Guillermo Feliu (EMBIO) will defend his thesis in person and by videoconference on : Tuesday, March 2, 2021 at 14:00 (OCEANOMED Amphitheater)
Study of the mesozooplankton community structure and trophic role in the Mediterranean Sea during two large scale oceanographic surveys PEACETIME and MOOSE in 2017
Mesozooplankton (by definition multicellular, heterotrophic organisms with size ranging between 0.2–20 mm) represents a key compartment of the marine pelagic ecosystems playing a mediating role as consumer of the primary producers and microzooplankton, and as food source for fish and larger planktivores. In this thesis, we evaluate the most complete combination of mesh size nets and sample analysis techniques to deliver the best representation of its abundance, size structure and trophic and metabolic functions. We firstly focus on methodological aspects through a comparison of several mesh-size nets and imagery technics (FlowCAM and ZOOSCAN) from samples collected at two time-series stations JULIO and ANTARES in the North Western Mediterranean Sea. By this combination, we highlight the significant contribution of the lower size classes within the mesozooplankton, particularly important in the Mediterranean Sea and generally underestimated by the traditional use of 200µm mesh WP2 nets.
Then, we applied the optimized methodology to study the responses of mesozooplankton community in two major areas of the Mediterranean sea: (1) the North Western Mediterranean Sea (studied during the MOOSE-GE September 2017 cruise), a region of which the spring and summer productivity is strongly dependent on the winter deep-water convection process, and (2) the Southern Mediterranean (Algerian, Tyrrhenian and Ionian sub-basins; PEACETIME oceanographic cruise May–June 2017) oligotrophic regions episodically fertilized by Saharan nutrient-rich dust deposition events.
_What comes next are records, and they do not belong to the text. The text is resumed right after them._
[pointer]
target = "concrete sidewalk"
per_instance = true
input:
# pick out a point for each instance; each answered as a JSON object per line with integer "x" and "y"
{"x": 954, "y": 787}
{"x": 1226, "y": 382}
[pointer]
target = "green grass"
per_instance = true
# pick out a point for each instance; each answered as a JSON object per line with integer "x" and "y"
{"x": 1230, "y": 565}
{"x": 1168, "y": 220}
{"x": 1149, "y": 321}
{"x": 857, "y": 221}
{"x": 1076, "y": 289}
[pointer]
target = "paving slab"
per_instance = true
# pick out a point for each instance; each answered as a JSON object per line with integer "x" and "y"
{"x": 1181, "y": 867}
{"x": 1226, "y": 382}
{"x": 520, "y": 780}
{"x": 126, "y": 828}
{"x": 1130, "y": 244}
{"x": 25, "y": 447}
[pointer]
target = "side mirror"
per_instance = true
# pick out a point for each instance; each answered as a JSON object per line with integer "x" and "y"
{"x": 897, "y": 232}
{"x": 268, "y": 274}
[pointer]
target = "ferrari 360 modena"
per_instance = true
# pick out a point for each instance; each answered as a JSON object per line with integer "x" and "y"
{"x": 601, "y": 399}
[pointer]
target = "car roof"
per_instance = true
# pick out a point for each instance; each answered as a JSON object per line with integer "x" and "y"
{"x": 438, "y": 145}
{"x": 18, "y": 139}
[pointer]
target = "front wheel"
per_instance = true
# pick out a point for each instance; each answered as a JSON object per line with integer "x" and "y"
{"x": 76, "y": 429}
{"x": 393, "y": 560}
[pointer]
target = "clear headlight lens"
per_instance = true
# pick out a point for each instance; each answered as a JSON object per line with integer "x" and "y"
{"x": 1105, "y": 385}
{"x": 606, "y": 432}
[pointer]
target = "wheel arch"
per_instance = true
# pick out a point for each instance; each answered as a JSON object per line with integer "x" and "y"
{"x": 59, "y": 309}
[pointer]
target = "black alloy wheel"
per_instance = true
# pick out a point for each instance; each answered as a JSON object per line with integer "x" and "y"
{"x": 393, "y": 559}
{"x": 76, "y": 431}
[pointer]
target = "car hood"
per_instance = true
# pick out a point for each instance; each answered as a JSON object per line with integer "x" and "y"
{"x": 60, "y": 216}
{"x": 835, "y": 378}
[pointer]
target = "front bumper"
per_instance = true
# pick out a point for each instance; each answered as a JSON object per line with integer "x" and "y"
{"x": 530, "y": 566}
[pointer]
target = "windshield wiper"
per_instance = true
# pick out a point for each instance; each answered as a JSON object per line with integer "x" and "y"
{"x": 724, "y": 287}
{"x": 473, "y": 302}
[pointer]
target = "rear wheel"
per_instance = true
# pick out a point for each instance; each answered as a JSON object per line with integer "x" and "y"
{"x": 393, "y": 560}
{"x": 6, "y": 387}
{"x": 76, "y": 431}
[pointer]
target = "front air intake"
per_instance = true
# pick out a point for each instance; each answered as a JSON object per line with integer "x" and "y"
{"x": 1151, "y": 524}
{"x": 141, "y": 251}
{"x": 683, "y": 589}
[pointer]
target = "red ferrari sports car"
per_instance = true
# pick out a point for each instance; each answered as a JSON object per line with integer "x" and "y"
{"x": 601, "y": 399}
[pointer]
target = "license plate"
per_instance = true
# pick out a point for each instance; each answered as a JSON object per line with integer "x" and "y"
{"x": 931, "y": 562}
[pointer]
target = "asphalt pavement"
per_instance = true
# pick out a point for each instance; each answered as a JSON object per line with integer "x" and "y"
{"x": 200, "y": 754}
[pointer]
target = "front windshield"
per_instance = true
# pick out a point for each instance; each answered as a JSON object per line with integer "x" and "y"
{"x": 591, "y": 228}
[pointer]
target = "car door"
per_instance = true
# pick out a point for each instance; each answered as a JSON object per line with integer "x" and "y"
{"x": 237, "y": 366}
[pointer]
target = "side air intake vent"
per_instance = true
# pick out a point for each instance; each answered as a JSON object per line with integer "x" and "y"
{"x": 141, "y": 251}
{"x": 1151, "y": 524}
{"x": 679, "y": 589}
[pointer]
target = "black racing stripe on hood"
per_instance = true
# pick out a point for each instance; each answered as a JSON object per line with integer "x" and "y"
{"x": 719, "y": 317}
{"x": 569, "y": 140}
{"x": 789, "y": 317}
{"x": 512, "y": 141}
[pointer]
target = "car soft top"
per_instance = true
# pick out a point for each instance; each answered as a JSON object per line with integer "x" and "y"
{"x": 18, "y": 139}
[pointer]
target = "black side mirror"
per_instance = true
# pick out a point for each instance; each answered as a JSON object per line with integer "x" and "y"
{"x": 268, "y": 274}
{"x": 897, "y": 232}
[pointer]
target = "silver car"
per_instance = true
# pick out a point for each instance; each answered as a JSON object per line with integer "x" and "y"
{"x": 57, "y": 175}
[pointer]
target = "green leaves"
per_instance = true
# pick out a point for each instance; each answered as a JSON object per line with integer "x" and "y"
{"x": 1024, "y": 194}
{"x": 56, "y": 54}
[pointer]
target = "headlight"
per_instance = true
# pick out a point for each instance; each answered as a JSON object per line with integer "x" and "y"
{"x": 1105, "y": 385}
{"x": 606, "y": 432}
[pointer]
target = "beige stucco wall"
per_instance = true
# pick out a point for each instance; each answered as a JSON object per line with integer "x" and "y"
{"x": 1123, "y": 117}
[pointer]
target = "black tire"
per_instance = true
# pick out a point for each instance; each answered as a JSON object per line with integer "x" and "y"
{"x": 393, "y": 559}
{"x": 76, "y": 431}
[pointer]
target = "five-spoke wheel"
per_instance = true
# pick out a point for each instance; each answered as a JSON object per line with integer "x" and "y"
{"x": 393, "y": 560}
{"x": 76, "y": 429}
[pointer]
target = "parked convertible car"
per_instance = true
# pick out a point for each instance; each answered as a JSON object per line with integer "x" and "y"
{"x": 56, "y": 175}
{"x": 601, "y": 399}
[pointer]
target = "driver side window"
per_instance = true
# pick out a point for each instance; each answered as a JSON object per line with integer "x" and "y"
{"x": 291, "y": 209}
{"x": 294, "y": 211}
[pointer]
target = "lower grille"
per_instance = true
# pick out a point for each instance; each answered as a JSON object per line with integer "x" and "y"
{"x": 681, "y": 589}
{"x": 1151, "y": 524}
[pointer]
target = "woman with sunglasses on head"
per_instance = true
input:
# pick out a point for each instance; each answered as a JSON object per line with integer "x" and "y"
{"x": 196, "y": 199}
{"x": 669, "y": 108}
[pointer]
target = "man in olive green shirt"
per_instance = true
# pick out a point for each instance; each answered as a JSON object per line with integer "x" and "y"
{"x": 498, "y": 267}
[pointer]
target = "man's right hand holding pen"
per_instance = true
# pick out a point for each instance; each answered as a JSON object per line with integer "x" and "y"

For both campaigns, we document the structural and functional patterns of the zooplankton component in relation to environmental variables. The taxonomic structure was dominated by copepods, mainly cyclopoid and calanoid copepods, and was completed by appendicularians, ostracods, and chaetognaths. The zooplankton taxa assemblages, analyzed using multivariate analysis and rank frequency diagrams, showed marked differences between the two surveys, but slightly differed between sub basins within each survey. In general, total mesozooplankton showed reduced variations in abundance and biomass values over the whole area, with a noticeable contribution from the small size fraction (<500 μm) both for abundance and to biomass, and consequently for the zooplankton fluxes (carbon demand, grazing pressure, respiration, and excretion).
Despite the context of a medium strength of the deep winter convection process in 2017 and the late summer sampling during MOOSE-GE 2017 survey, the distribution pattern of zooplankton and the associated estimated rates in the central region revealed the long-term signature of this large forcing processes. The strongest changes in the zooplankton community during Peacetime were linked to the above-mentioned dust events. To our knowledge, PEACETIME is the first in situ study that has allowed for the observation of mesozooplankton responses before and soon after natural Saharan dust depositions. The change in the rank frequency diagrams of the zooplankton taxonomic structure appears to be an interesting tool to highlight short-term responses of zooplankton to episodic dust deposition events. Obviously, dust-stimulated pelagic productivity impacts up to mesozooplankton in terms of strong but short changes in taxa assemblages and trophic structure, with potential implications for oligotrophic systems such as the Mediterranean Sea.
Our results highlight that the mesozooplankton community structure is strongly reactive to various time scale external forcings typical of the Mediterranean Sea.
Key words: Mesozooplankton, Mediterranean Sea, Size structure, FLOWCAM-ZOOSCAN, Climate forcing, Biodiversity.